Monday, December 4, 2017

ARC Review: A Duke in Shining Armor by Loretta Chase

Series:     Difficult Dukes #1
Pub. Date:Nov. 28, 2017
Publisher:Avon
Length:400 pages
Source:Publisher

Shockingly, this is the first time I have read Loretta Chase... and I liked this one so much that now I am excited to tackle the backlog of her published works! A Duke in Shining Armor kicks off a new series, the Difficult Dukes, featuring the three Dis-Graces, the Dukes of Ashmont, Ripley and Blackwood. These three Dis-Graces and their scandalous antics are well known around the ton, and historically they have not cared a whit what anyone thought or said about them. But that all seems to be changing. Blackwood has married Ripley's sister, Alice, and Ashmont is set to marry Lady Olympia Hightower. Or is he?

Lady Olympia Hightower has been voted the Most Boring for the last seven seasons. As a unrepentant bibliophile, Olympia has been considering a future of spinsterhood or marrying the septuagenarian Lord Mends to become his librarian. As the only daughter with five brothers, she is leaning toward marrying a man old enough to be her grandfather so her family will be able to afford to provide for her brothers' future. But when the Duke of Ashmont surprises everyone by courting Olympia, she feels she can't say no. Until she gets drunk on her wedding day and becomes a runaway bride. Olympia was quite the humorous drunk and I loved her logic and banter with our hero throughout her drunken escape. I also loved that we had a bookish heroine, with a practical but entertaining side.
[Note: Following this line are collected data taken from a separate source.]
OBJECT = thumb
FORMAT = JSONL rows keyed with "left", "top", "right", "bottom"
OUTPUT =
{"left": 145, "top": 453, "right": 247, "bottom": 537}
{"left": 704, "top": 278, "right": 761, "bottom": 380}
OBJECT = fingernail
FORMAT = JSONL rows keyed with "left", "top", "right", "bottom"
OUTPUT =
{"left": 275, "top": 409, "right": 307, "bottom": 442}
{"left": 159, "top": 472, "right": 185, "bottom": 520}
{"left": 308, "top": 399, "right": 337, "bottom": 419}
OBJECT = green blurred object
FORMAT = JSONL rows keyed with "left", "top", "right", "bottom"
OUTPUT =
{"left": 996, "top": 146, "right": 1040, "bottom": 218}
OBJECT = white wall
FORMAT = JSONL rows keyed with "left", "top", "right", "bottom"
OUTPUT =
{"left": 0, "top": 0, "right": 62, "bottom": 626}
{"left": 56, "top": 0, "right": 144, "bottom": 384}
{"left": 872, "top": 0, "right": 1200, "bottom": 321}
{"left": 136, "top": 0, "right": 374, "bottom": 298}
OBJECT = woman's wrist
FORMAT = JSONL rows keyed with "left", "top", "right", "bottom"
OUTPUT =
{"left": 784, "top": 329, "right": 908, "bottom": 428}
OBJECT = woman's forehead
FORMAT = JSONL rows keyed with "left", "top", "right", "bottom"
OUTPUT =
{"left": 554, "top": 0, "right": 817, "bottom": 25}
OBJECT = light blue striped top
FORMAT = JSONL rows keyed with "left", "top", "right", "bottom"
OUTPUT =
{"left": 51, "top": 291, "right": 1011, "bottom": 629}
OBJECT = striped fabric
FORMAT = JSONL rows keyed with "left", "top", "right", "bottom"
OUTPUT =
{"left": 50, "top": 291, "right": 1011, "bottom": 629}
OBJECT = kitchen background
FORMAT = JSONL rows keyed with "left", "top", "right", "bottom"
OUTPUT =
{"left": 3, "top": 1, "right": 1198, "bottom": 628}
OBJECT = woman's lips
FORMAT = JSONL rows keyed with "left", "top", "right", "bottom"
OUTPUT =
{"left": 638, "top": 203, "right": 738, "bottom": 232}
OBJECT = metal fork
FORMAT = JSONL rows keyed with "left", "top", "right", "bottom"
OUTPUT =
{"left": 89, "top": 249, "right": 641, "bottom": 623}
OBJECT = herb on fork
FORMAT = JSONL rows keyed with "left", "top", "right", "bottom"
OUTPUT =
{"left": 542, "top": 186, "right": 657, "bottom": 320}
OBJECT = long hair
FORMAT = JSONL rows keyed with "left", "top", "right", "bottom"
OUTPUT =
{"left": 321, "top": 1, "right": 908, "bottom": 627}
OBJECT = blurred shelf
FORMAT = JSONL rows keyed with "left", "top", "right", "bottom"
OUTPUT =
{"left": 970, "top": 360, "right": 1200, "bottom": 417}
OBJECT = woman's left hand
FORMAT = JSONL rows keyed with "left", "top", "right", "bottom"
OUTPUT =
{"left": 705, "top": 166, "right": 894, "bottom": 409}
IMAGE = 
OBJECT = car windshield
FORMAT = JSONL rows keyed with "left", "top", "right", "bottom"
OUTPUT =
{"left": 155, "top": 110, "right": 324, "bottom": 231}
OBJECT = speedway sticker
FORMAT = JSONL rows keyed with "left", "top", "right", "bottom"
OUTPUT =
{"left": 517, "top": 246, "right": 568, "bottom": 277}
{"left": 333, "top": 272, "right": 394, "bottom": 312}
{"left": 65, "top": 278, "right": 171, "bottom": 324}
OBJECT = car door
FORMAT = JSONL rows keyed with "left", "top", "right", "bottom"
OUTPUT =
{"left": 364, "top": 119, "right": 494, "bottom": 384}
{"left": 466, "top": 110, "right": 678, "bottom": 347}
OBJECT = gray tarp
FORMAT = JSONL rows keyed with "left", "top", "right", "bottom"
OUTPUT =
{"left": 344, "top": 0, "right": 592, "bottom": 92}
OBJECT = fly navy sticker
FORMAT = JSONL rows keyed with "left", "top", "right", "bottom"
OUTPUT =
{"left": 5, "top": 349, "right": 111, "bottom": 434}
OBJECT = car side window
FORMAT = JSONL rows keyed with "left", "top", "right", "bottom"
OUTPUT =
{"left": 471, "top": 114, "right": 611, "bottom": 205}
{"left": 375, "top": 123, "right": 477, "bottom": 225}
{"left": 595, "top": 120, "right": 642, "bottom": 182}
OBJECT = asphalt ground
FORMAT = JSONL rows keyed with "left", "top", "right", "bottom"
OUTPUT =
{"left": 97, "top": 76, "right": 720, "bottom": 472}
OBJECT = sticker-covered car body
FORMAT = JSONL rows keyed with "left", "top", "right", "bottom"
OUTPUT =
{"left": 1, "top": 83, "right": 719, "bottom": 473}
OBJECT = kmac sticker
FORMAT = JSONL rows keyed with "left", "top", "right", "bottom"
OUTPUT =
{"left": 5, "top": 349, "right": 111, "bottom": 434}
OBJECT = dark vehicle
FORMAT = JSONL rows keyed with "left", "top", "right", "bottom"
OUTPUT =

I thought she was great.

Hugh Ancaster, the Duke of Ripley, was given one task by his best friend, to take charge of the bride and make sure the marriage went off without a hitch. Recently back from a years long travel, he doesn't quite understand why his friends have suddenly caught the matrimonial bug. It also doesn't help that he has always found the bride-to-be intriguing and attractive. So to convince Olympia to go back to his friend, Ripley had to (attempt to) deny his ducal desires for the first time in his life. Olympia certainly did not make it easy. I thought Ripley was an awesome hero. He uplifted our heroine's self-esteem, attempted to be a good friend, but ultimately could not resist the pull of attraction. I thought including his struggle over betraying his friend was added a humanizing aspect to the story and created a stronger emotional connection to his character.

The romance unfolded at a nice pace, and the banter between the couple was fun and entertaining. It wasn't so much flirty as it was humorous and practical. Olympia's character seemed to grow quite a bit in a short time, where she stopped thinking so much about others and took something for herself. Though she never lost touch with her true personality, the one who was kind to everyone and didn't want people fighting or troubling over her desires.

The friendship between their Dis-Graces was genuine and supportive. We often see female friendships in stories, but I really like getting the male perspective, especially when the friendship is so meaningful. The only thing that was a bit off for the story for me was the marriage between Blackwood and Alice. It almost seemed like there was an earlier book and we were missing all the backstory, but I have a feeling that Blackwood's book is going to take place (at least partially) contemporaneously with Ripley's story. So I am looking forward to seeing that play out. I also can't wait until Ashmont really does meet the woman to make him lose his head.

I voluntarily read and reviewed an advanced copy of this book that I received from the publisher, Avon.